A 44-year-old woman with a duodenal ulcer underwent routine upper endoscopy; a yellow, oval, elevated lesion in the middle esophagus was found ([Figure 1]). The lesion was slightly stained with Lugol iodine solution. Endoscopic ultrasound revealed that the hypoechoic solid tumor was limited to the esophageal mucosa and submucosa. Biopsy specimens with conventional forceps were noncontributory, showing normal covering squamous epithelia. To obtain sufficient tissue, we performed endoscopic mucosal resection using a ligating device (EMRL [1]).
Figure 1 Esophagoscopy showing a yellow, oval, elevated lesion resembling gastric xanthoma.
We successfully resected the entire lesion without any complications ([Figure 2]). The size of the resected area was 7 × 15 mm, and that of the lesion was 5 × 7 mm. Histopathologically, a small lobule of sebaceous glands was found to be embedded under normal squamous epithelium ([Figure 3]). An excretory duct was also observed but no hair follicles were found. Thus, the patient was diagnosed as having ectopic sebaceous glands of the esophagus. Follow-up esophagoscopy 2 years after EMRL showed neither locally recurrent nor emergent lesions.

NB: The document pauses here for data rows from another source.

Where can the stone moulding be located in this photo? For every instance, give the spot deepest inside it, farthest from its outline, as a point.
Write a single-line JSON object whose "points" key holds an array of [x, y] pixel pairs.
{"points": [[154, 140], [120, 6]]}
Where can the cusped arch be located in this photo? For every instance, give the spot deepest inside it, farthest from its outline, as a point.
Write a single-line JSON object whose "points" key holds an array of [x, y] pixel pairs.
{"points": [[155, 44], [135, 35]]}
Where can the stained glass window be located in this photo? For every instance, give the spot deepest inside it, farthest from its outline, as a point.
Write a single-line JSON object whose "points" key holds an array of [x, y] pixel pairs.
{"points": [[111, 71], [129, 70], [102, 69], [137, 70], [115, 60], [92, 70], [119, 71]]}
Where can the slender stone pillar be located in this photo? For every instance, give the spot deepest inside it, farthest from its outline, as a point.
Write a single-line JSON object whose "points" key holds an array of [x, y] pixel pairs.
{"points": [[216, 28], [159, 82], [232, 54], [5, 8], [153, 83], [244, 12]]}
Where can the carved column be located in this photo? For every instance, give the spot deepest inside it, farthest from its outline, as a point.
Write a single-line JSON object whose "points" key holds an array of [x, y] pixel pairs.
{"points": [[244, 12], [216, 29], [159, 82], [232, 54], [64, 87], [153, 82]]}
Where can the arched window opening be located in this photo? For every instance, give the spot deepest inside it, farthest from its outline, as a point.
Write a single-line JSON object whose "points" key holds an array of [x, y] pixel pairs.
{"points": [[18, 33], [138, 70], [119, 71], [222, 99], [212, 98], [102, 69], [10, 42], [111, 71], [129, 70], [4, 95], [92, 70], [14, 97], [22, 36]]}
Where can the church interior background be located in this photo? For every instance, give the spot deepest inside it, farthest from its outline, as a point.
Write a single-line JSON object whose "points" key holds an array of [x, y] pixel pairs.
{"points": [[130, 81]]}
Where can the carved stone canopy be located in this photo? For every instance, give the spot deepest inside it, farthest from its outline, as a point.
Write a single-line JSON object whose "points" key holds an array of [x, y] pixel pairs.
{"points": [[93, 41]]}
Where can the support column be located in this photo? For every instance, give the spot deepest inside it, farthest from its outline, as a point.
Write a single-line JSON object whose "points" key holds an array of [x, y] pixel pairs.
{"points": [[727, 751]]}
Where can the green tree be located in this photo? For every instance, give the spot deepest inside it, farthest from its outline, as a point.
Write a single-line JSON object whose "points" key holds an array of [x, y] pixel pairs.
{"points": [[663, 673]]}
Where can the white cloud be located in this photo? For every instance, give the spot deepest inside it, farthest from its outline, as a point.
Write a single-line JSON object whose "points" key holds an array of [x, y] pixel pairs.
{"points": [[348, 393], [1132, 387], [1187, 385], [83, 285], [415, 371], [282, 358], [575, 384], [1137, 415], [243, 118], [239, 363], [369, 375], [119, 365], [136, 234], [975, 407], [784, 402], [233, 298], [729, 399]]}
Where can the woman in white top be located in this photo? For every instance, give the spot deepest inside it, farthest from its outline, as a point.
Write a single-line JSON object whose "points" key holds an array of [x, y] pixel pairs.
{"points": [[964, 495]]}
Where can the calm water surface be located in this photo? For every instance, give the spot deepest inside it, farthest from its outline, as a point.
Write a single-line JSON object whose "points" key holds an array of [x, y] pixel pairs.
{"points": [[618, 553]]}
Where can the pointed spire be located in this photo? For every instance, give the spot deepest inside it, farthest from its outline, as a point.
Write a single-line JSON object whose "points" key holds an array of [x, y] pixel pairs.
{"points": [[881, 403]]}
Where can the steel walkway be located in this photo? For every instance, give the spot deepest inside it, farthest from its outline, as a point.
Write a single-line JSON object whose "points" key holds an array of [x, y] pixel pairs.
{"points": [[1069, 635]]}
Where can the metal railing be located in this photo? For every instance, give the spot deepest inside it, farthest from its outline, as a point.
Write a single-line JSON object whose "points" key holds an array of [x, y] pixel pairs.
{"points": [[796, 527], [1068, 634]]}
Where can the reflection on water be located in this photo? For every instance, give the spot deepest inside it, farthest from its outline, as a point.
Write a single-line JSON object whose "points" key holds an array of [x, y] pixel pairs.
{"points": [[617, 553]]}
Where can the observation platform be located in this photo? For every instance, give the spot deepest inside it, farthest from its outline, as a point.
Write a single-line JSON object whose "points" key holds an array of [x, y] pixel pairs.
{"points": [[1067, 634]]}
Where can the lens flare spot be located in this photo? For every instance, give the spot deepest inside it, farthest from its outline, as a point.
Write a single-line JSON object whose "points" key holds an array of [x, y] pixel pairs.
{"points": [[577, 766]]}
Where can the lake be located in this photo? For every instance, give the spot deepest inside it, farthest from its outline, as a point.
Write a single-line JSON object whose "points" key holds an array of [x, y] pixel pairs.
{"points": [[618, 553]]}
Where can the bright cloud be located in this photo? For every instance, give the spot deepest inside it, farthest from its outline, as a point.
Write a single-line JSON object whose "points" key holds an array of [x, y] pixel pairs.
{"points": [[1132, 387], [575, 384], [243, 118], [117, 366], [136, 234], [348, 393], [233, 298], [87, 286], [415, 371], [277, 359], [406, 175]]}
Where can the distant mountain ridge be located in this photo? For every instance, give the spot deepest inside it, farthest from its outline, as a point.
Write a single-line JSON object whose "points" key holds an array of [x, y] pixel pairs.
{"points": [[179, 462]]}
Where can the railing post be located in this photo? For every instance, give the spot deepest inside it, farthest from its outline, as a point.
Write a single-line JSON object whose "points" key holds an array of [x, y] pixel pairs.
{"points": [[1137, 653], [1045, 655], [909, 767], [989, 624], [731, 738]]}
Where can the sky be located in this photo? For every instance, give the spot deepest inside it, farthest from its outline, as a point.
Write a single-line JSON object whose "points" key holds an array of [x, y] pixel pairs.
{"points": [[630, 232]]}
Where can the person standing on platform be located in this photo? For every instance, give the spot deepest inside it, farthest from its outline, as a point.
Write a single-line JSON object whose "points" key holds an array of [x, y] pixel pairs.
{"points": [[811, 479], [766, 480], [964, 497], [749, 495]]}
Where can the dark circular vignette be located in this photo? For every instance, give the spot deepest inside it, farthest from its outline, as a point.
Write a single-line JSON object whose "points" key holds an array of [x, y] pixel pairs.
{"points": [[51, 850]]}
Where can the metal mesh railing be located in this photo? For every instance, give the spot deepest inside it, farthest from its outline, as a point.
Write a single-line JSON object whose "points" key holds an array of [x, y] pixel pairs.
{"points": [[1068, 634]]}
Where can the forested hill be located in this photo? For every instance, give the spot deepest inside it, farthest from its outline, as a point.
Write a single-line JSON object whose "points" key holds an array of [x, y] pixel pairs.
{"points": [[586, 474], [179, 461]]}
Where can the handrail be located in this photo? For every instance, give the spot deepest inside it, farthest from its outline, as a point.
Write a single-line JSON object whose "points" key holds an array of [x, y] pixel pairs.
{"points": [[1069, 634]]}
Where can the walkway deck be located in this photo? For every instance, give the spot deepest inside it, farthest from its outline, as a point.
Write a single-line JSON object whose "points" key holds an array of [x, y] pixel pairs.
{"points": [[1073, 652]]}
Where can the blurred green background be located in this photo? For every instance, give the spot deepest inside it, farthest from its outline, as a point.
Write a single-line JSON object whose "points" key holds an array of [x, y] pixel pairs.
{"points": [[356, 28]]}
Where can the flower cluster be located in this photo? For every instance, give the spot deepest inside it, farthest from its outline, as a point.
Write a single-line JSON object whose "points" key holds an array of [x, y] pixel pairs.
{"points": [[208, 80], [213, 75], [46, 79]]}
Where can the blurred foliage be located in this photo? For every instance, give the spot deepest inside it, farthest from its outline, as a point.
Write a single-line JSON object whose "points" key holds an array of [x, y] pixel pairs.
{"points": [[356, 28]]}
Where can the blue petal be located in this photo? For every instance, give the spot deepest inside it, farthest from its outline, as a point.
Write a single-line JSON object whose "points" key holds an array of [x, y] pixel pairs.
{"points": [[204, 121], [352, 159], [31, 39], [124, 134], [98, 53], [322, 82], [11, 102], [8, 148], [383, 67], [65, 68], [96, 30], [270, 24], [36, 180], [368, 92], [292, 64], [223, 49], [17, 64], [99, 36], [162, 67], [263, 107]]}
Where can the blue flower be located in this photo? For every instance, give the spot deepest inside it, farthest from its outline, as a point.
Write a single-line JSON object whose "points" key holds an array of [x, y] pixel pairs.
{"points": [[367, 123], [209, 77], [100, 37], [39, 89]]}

Figure 2 The endoscopic mucosal resection using the ligating device.
Figure 3 A small lobule of sebaceous glands was found to be embedded under the squamous epithelium of the esophageal mucosa (hematoxylin and eosin staining).
Ectopic sebaceous glands can be observed in many tissues of ectodermal origin [2], but sebaceous glands in the esophagus, which originates from endoderm, are rare [3]
[4]
[5]. In total, 60 patients (40 men) with this condition have been reported to date. The mean age of affected patients was 56.4 years, ranging from 28 to 81 years. A total of 45 patients were asymptomatic. The size was less than 6 mm in diameter in 50 patients. Multiple lesions were found in 41 patients. On esophagoscopy, the lesions were yellow, oval, and elevated, resembling gastric xanthomas.
Being aware of the characteristics will allow this condition to be diagnosed [4]
[5]. In our case, however, conventional endoscopic biopsies were noncontributory, and we used EMRL for a definitive histopathological diagnosis. The lesion was safely and successfully resected with a clean margin.